Dashanbor Lyngkhoi, an artist from Mawkyrwat, was among the participants. The student of Sngap Syiem College in the district headquarters has never considered hearing impairment as deterrence and has been determined to improve his skills as a painter.
“I feel good to be part of the programme. The international artists taught us many things. I have my hearing problem so for any conversation, we would write and communicate. It was difficult for me because there was no interpreter for sign language. But I have tried to learn as much as possible from the experts,” said Lyngkhoi.
For Goldenstar Thongni, an artist from Rohbah village in the district, the art workshop was an opportunity to return to what he likes the most.


“I stopped painting around seven years ago to focus on studies. I held the paint brush again on October 17. I could feel that my hand was not moving fast but still I completed my work. Though I knew something about painting, interactions with the international artists enhanced my knowledge,” Thongni said as he smiled for a photograph in front of the landscape that he painted during the workshop.

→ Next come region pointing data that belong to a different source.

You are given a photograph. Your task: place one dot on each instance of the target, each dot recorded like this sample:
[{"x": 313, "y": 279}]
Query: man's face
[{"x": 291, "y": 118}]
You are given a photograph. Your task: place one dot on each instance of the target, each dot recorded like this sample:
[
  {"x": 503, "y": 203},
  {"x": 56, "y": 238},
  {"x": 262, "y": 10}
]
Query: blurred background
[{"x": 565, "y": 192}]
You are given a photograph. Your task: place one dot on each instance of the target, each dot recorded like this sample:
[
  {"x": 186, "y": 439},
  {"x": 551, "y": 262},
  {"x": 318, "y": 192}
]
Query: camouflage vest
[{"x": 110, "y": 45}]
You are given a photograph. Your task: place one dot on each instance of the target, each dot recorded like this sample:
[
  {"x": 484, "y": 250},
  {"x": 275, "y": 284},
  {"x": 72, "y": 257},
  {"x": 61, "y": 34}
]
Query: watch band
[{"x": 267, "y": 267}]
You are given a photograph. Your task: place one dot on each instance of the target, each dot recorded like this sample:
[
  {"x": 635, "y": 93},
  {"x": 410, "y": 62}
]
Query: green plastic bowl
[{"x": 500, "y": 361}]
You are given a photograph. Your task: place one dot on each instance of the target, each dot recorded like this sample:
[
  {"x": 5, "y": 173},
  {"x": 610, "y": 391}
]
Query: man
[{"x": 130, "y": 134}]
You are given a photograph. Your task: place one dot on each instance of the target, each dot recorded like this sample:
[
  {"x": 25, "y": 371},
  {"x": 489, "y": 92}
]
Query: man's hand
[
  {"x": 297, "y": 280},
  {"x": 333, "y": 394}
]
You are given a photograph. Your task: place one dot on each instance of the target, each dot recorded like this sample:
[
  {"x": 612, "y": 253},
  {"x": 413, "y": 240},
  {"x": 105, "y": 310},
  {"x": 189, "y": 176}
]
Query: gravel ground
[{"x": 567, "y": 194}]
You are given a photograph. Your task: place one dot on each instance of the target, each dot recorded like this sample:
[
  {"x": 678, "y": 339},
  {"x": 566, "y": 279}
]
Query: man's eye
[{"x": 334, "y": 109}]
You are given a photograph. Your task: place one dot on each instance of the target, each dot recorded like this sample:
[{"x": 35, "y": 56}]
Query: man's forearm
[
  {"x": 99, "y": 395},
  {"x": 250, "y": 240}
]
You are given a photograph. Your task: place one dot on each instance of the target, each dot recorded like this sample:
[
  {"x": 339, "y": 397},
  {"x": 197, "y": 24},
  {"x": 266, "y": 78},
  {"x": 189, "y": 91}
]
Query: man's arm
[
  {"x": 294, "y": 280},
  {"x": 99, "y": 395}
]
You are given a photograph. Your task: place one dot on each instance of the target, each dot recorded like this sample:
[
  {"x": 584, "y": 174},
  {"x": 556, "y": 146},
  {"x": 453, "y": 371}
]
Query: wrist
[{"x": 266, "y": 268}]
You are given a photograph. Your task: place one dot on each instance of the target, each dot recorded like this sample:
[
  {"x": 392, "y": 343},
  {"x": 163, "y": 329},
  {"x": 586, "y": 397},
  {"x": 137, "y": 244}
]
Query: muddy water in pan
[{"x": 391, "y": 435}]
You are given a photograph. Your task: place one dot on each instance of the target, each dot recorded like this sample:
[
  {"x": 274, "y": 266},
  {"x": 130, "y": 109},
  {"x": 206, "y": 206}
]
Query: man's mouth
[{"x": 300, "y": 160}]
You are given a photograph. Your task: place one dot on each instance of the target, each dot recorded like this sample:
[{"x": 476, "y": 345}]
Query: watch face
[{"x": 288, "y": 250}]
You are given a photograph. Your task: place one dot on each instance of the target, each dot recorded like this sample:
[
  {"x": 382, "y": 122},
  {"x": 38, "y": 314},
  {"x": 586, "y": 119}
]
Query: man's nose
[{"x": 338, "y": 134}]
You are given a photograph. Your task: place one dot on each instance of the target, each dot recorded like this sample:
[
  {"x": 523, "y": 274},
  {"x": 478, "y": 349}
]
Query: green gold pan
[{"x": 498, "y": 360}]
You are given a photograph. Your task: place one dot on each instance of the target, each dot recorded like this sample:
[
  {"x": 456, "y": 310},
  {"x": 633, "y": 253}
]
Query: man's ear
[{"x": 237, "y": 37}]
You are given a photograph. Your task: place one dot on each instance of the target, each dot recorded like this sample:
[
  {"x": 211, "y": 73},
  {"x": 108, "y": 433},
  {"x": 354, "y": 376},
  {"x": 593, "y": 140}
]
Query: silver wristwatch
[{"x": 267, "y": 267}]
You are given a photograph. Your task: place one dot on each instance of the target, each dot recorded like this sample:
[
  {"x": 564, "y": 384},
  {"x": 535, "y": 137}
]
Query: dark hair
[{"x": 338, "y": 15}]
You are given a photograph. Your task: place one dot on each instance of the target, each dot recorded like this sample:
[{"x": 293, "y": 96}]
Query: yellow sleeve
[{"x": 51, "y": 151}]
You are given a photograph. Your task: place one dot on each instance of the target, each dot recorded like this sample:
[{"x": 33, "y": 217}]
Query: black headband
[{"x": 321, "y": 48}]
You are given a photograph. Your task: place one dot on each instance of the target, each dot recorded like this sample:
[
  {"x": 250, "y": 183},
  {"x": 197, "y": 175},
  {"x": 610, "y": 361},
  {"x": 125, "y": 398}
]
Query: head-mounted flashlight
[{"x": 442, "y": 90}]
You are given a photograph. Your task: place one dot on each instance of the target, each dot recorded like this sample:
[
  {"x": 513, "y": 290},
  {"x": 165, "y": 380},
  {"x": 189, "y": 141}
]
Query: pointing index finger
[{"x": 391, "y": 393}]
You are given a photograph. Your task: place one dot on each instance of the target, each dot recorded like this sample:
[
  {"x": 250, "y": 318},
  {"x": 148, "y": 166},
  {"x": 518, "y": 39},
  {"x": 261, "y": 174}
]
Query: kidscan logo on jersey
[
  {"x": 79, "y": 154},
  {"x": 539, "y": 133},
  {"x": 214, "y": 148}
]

Educative interventions in schools and creative workshops were also part of the programme. The artists visited schools at Nongnah, Pongpung and Jakrem as well as the Orphanage Home in Mawkyrwat and conducted group workshops for school children, children with special needs and teachers. The participants were encouraged to think creatively and give shape to their inchoate ideas.
James Smith, an artist from Wales, said they did “a lot of wall paintings with the children” in four or more schools. “They (the students) were very good. They worked very hard. They were very responsive and eager to make it all work. They brought their own ideas and it was really nice. I think they really enjoyed it… The students whom we worked with were positive and put a lot into what they were doing,” the artist looked contented with his sessions.
The main motto of Picasso Pupils is to use art as a language to connect diverse cultures, artists from different backgrounds with the environment of rural Meghalaya and uncover the potential of cultural and natural heritage of the state.
Cristina Megia, an artist from Spain, said she was “really happy to be in Meghalaya” where “all people have talents”.
“I think the most important thing is to try and have a lot of hope and they have to work hard to get their desire,” she added.
Smith too had words of encouragement for the local artists. “Make work, be creative, use your imagination, enjoy making arts, enjoy your surrounding that is so beautiful here, make the most of it and work hard,” he said.